Do Australian residents pay CGT on foreign assets like overseas shares or property?
Yes. Australian residents are taxed on their worldwide income and capital gains, including gains from foreign assets such as overseas shares, foreign investment property, and foreign currency. If you are an Australian tax resident and you sell a foreign asset for a profit, that capital gain must be declared on your Australian tax return.
Foreign currency gains: When you sell foreign assets, the gain must be converted to Australian dollars using the ATO's exchange rate (the spot rate on the date of the transaction, or an average rate for the income year if the ATO permits). Fluctuations in exchange rates can themselves create taxable gains or losses — if you hold foreign currency and the AUD depreciates, you may have a forex gain when you convert back.
CGT discount available: Australian residents can still claim the 50% CGT discount on foreign assets held for more than 12 months, subject to the normal rules. Companies cannot claim the discount.

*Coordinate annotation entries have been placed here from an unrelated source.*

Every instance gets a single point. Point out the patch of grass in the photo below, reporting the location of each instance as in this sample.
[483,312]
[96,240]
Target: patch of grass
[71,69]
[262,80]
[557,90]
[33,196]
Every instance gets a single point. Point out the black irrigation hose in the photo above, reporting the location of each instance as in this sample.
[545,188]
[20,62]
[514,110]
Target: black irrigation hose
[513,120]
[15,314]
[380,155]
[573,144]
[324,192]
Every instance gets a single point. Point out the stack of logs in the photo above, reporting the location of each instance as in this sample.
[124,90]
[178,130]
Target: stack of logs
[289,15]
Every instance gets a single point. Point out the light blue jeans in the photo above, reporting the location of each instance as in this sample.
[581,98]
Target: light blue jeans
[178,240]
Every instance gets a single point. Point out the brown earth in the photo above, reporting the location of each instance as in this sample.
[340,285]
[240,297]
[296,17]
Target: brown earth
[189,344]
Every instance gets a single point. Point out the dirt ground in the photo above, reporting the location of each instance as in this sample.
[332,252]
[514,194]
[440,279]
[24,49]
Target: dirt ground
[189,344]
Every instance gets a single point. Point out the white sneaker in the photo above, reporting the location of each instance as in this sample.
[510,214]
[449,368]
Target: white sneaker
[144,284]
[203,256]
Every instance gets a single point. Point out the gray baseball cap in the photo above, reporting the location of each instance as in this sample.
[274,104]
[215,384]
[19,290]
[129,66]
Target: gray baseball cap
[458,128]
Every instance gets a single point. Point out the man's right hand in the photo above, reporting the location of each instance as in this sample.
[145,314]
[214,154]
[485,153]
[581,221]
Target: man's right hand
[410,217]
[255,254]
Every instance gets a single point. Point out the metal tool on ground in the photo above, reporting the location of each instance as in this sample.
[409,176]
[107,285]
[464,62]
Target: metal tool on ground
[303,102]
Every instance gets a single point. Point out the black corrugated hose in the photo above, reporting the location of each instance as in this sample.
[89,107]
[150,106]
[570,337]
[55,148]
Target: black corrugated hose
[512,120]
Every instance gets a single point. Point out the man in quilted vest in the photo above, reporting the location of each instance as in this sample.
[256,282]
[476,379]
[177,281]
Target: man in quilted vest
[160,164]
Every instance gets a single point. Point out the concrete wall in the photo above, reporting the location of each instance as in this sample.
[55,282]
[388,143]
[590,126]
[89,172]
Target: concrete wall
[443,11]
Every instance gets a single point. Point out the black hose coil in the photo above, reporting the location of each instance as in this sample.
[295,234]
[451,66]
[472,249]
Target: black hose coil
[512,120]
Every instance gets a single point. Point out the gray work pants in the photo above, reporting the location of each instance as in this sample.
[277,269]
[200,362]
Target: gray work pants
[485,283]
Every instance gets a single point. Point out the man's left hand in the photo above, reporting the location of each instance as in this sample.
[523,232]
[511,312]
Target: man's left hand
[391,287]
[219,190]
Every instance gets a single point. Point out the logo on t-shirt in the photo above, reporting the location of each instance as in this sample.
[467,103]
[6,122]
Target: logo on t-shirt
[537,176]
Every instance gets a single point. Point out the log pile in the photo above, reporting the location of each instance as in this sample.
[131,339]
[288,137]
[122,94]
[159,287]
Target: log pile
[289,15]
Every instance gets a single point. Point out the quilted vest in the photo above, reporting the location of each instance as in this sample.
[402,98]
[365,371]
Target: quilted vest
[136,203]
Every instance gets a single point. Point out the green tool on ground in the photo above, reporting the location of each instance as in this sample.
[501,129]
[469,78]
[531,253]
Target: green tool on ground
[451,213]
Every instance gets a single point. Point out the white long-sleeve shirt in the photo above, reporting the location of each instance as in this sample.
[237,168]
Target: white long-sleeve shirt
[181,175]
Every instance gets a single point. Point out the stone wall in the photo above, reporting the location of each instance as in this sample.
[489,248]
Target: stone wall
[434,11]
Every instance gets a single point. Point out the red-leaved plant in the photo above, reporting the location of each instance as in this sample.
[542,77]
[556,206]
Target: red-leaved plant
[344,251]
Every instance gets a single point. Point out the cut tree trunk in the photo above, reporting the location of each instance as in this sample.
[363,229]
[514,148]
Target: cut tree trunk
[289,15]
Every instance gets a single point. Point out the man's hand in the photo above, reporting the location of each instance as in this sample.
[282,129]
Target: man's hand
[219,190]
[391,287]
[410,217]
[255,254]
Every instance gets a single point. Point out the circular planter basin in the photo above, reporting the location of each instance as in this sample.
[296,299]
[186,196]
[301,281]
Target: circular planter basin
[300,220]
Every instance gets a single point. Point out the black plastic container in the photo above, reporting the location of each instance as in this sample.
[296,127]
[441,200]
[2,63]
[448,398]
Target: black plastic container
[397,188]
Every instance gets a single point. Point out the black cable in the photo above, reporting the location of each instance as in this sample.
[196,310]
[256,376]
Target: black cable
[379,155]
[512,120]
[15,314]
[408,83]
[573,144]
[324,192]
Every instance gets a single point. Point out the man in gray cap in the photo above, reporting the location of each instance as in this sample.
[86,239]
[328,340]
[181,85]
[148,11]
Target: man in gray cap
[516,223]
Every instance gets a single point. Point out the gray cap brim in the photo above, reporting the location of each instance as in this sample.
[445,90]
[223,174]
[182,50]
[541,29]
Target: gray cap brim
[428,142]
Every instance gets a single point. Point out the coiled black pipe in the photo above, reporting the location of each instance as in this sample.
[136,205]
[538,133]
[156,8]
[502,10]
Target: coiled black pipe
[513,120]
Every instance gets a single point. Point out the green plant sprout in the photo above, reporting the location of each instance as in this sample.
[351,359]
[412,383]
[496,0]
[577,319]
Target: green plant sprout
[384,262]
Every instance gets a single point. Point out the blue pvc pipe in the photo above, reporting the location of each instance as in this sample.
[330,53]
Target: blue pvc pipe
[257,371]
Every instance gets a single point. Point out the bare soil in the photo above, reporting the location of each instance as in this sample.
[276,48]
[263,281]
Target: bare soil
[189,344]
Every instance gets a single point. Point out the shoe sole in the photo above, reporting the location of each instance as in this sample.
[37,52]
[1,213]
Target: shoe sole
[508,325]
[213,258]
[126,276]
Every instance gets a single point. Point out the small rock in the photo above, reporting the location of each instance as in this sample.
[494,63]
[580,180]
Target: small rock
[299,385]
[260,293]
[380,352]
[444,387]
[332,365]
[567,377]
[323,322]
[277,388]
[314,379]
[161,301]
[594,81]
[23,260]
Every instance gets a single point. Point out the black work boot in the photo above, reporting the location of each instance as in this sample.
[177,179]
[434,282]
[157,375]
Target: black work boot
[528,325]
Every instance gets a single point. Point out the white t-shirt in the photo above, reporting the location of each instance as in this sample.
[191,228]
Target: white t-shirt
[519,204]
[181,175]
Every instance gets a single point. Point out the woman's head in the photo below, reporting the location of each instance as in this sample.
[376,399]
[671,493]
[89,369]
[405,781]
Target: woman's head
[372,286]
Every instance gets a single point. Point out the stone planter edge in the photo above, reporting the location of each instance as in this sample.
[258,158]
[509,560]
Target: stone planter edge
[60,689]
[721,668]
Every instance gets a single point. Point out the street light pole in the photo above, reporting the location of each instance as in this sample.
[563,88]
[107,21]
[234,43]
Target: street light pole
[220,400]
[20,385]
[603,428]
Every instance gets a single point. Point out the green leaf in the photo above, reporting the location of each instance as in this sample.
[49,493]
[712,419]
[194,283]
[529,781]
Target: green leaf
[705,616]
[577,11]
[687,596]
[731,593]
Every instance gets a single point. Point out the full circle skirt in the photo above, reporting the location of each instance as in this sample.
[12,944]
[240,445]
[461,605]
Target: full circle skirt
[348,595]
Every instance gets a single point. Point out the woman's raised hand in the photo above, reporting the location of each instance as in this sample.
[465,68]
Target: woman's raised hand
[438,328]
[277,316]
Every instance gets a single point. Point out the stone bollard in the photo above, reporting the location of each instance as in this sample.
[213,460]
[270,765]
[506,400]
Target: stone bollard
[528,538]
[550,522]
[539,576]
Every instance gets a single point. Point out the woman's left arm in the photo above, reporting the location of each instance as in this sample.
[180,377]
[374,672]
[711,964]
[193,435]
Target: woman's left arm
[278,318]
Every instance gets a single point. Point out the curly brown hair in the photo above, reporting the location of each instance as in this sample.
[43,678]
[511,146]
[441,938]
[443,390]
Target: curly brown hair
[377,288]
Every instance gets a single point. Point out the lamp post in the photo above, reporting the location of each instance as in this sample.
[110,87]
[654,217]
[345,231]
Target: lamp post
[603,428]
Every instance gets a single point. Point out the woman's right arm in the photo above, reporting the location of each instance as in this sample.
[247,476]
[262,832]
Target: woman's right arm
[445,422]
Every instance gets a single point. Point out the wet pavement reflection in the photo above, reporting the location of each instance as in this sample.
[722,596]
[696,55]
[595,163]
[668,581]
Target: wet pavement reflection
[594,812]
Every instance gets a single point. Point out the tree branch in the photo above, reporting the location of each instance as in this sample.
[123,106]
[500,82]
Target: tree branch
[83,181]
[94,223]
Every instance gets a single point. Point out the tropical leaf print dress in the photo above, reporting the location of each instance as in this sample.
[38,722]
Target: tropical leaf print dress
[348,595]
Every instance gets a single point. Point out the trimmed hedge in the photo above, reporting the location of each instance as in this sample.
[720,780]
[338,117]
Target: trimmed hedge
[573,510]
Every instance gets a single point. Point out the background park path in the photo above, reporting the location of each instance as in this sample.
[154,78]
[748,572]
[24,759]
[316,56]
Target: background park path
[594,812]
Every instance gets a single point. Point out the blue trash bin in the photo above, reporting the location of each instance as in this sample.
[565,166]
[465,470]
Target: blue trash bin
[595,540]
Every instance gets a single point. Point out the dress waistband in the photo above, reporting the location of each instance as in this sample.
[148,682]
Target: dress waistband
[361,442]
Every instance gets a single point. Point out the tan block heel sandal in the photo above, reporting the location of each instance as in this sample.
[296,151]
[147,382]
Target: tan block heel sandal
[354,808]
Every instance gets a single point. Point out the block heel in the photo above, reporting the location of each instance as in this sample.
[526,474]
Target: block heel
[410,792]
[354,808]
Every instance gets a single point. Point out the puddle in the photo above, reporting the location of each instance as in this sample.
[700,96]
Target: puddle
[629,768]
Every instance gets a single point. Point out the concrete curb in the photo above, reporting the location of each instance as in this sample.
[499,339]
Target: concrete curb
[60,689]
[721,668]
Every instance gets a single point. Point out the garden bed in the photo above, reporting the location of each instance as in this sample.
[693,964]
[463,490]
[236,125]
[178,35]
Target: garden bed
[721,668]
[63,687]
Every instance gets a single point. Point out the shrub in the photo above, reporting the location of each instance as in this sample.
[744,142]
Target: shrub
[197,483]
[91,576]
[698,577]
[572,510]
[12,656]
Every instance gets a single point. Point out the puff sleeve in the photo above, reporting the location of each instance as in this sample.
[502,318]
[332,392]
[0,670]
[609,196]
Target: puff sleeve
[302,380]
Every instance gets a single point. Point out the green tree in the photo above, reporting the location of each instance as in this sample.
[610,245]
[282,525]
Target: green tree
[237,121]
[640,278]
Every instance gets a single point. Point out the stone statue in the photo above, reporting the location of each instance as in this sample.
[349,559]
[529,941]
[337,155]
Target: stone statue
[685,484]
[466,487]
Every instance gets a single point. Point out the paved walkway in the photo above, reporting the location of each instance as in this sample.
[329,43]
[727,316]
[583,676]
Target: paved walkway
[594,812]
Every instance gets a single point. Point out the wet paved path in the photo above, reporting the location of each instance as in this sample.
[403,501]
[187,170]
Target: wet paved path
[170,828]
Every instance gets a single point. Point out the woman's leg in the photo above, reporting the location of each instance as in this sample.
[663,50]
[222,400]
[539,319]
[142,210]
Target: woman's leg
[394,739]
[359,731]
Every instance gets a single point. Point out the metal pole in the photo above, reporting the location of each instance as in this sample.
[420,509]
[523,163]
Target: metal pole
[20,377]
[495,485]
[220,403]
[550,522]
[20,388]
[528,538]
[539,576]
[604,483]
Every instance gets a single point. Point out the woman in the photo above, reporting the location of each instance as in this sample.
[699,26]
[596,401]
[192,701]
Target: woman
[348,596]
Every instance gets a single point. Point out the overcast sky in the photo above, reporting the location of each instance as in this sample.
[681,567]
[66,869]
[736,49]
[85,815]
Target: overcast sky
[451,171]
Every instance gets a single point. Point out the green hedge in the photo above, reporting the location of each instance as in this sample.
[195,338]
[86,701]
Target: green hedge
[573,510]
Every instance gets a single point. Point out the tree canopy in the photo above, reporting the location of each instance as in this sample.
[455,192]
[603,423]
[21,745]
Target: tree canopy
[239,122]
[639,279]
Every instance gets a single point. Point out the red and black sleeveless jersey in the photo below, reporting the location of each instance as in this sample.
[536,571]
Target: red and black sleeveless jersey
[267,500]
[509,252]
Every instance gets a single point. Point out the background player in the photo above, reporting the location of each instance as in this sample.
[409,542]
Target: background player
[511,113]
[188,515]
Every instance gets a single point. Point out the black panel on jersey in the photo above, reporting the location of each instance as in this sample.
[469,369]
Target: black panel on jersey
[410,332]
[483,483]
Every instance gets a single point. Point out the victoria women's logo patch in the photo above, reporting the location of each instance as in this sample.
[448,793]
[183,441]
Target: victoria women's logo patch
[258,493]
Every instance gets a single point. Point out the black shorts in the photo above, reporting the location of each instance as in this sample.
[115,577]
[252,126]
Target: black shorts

Foreign tax credits: If you paid capital gains tax or equivalent tax in the foreign country on the same gain, you may be able to claim a foreign income tax offset in Australia to avoid double taxation. Australia has double tax agreements with many countries that specify which country has primary taxing rights. You can generally offset the foreign tax paid against your Australian tax liability on the same income, so you pay the higher of the two rates but not both in full.